How to support your child’s curiosity
- Show an interest in the world around us – watch the news together and discuss current events.
- Answer your child’s questions as best you can. If you do not know the answer, try and look it up together.
- Ask your child open ended questions, e.g. “What would happen if?”
- Encourage children to ask quality questions (“why?”, “what if?”, and “how?”). These kinds of questions help children solve everyday problems and unlock their imaginations.
- Allow your child to do their own homework. Nothing kills curiosity more than showing your child you can do their homework better than they can!
- Notice when your child feels bewildered or confused. Invite your child to see their confusion as a mystery, waiting to be solved. Rather than give your own interpretation of answers, help them seek their own answers through quality questions.
- Work together. Create opportunities for your family to work together on projects. Whether you do community service, art projects, science experiments, or a project in your garden, curiosity is contagious in families working toward a real-world common goal. Listen carefully to questions your children ask and encourage them to discover their own answers.
- Teach your child to be a sceptic, i.e. encourage your child to inquire or to look around.

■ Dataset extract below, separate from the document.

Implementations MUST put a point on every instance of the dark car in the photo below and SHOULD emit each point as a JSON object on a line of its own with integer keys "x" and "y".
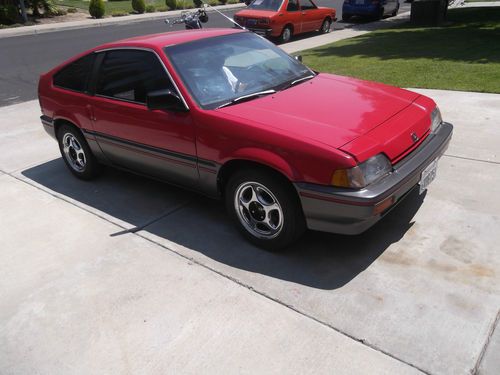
{"x": 369, "y": 8}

- Explore your cultural heritage. Most children are interested in what makes their culture uniquely different from someone else’s.
- Model intellectual curiosity. Discuss what are you most curious about with your child
- Engage in your child’s curiosity no matter how tiring their seemingly endless stream of questions can be. Asking questions is a helpful exercise for a child’s development because it means they realise that there are things they do not know.